We can write down a recurrence for
- $a_n$: The probability that after $n$ spins we have not seen 5 consecutive reds, and the last spin was not red.
- $b_n$: The probability that after $n$ spins we have not seen 5 consecutive reds, and the sequence so far ends with one red.
- $c_n$: The probability that after $n$ spins we have not seen 5 consecutive reds, and the sequence so far ends with two reds.
- $d_n$: The probability that after $n$ spins we have not seen 5 consecutive reds, and the sequence so far ends with three reds.

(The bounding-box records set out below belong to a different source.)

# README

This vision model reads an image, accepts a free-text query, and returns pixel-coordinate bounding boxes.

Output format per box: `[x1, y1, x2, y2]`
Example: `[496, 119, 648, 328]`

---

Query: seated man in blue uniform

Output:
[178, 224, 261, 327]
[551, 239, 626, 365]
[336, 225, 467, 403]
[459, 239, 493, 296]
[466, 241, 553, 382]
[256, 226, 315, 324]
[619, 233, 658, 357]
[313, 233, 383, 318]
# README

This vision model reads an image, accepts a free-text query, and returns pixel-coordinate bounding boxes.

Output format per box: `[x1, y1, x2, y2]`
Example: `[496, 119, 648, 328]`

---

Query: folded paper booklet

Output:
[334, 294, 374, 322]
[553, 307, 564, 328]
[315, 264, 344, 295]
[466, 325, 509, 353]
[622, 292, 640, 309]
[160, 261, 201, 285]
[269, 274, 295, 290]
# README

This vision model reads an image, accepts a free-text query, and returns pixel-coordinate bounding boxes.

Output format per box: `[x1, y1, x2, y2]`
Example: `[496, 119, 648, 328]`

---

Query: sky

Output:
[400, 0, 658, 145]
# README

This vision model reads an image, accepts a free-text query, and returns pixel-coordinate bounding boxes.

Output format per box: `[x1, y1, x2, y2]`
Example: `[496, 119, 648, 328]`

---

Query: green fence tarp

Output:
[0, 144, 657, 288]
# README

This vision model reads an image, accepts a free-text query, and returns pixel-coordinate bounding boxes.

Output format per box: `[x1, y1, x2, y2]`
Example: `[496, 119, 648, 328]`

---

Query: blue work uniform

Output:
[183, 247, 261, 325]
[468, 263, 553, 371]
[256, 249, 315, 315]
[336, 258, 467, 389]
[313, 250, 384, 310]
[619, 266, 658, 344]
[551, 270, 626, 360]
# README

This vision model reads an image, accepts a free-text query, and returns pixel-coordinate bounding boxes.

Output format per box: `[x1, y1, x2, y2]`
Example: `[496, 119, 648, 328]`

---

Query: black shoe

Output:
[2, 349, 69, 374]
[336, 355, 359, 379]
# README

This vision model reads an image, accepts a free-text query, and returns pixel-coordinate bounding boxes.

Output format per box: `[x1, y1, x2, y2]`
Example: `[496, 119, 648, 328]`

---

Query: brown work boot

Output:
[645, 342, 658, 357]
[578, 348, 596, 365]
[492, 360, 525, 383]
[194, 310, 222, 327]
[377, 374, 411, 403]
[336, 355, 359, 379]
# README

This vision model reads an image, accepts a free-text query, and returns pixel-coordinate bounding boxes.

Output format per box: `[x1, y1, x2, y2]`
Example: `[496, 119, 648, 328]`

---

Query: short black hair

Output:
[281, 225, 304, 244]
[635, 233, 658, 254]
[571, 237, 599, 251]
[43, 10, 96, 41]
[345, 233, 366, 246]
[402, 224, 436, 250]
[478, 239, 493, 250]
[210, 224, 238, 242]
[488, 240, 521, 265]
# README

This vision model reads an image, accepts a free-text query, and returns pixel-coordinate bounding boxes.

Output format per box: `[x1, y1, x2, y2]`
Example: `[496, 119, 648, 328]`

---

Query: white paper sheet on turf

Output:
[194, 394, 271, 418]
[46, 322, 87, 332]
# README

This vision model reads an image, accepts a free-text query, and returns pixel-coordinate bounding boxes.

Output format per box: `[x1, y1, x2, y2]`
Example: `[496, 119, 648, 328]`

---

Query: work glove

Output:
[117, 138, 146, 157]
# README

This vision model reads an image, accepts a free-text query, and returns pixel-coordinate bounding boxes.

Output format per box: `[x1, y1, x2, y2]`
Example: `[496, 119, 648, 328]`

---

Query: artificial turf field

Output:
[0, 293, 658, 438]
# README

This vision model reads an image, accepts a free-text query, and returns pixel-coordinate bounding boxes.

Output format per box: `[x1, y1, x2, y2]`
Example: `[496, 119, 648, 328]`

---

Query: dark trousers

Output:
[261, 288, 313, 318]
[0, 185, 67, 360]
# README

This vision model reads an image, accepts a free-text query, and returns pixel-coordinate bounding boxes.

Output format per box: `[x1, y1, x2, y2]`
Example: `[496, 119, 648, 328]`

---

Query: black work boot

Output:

- $e_n$: The probability that after $n$ spins we have not seen 5 consecutive reds, and the sequence so far ends with four reds.
Namely,
$$ \begin{bmatrix} a_{n+1} \\ b_{n+1} \\ c_{n+1} \\ d_{n+1} \\ e_{n+1} \end{bmatrix} =
\frac{1}{38}\begin{bmatrix} 20 & 20 & 20 & 20 & 20 \\
18 & 0 & 0 & 0 & 0 \\
0 & 18 & 0 & 0 & 0 \\
0 & 0 & 18 & 0 & 0 \\
0 & 0 & 0 & 18 & 0 \end{bmatrix}
\begin{bmatrix} a_n \\ b_n \\ c_n \\ d_n \\ e_n \end{bmatrix} $$
with the initial conditions $a_0 = 1$, $b_0=c_0=d_0=e_0=0$.

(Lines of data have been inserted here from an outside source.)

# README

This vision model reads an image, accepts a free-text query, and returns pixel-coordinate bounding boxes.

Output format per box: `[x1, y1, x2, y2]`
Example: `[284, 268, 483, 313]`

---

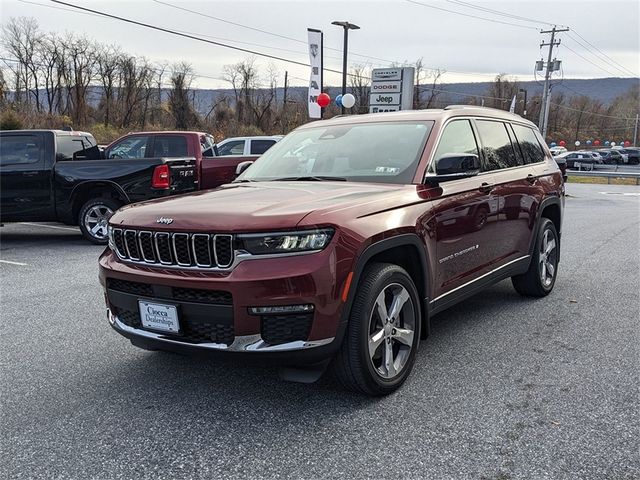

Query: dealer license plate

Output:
[138, 300, 180, 333]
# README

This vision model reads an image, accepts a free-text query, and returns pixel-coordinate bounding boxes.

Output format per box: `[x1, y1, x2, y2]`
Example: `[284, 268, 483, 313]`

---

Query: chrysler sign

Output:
[369, 67, 415, 113]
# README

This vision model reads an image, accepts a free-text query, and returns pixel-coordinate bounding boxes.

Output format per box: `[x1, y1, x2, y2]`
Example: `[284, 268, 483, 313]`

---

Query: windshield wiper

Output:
[273, 175, 347, 182]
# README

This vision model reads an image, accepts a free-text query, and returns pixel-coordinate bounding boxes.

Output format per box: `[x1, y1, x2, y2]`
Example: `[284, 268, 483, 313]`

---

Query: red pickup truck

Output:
[104, 131, 258, 190]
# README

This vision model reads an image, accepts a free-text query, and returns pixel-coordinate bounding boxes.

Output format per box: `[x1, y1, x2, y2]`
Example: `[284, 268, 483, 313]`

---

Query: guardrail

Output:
[567, 170, 640, 185]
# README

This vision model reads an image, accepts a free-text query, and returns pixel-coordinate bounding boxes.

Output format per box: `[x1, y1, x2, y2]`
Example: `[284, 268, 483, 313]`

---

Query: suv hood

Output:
[110, 181, 416, 232]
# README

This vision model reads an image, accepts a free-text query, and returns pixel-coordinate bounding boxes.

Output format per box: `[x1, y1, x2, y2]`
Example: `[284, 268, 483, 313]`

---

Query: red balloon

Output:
[316, 93, 331, 108]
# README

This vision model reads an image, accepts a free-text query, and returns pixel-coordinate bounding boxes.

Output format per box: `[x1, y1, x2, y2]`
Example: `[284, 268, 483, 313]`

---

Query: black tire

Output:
[332, 263, 422, 396]
[78, 197, 121, 245]
[511, 217, 560, 297]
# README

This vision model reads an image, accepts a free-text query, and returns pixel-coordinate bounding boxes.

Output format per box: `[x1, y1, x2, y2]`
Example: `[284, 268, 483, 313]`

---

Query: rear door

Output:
[0, 132, 54, 221]
[427, 119, 501, 297]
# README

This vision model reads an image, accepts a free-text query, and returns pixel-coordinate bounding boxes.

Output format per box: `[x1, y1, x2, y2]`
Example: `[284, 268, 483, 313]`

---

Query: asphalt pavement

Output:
[0, 184, 640, 480]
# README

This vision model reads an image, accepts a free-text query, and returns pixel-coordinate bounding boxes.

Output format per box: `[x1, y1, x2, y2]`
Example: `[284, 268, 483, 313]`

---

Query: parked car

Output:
[619, 147, 640, 165]
[218, 135, 282, 157]
[99, 107, 564, 395]
[554, 152, 603, 170]
[0, 130, 197, 244]
[549, 147, 568, 157]
[104, 131, 259, 190]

The probability we're looking for is to compute one minus the sum of the first column of
$$ \begin{bmatrix} 20/38 & 20/38 & 20/38 & 20/38 & 20/38 \\
18/38 & 0 & 0 & 0 & 0 \\
0 & 18/38 & 0 & 0 & 0 \\
0 & 0 & 18/38 & 0 & 0 \\
0 & 0 & 0 & 18/38 & 0 \end{bmatrix} ^{100}$$
With a linear-algebra library, raising a 5×5 matrix to the 100th power is quite quick and painless (using exponentiation by squaring it takes only 8 matrix multiplications). Or Wolfram Alpha can do it for us, giving
$$ \begin{bmatrix}
0.144322 & 0.14023 & 0.131708 & 0.113959 & 0.0769927 \\
0.0692934 & 0.0673289 & 0.0632374 & 0.0547155 & 0.0369667 \\
0.03327 & 0.0323268 & 0.0303623 & 0.0262707 & 0.0177489 \\
0.015974 & 0.0155211 & 0.0145779 & 0.0126134 & 0.00852181 \\
0.00766962 & 0.00745219 & 0.00699932 & 0.0060561 & 0.00409159 \end{bmatrix}$$
So we have
$$ 1-0.14432-0.06929-0.03327-0.01597-0.00767 = 0.72948 $$
which is consistent with your result.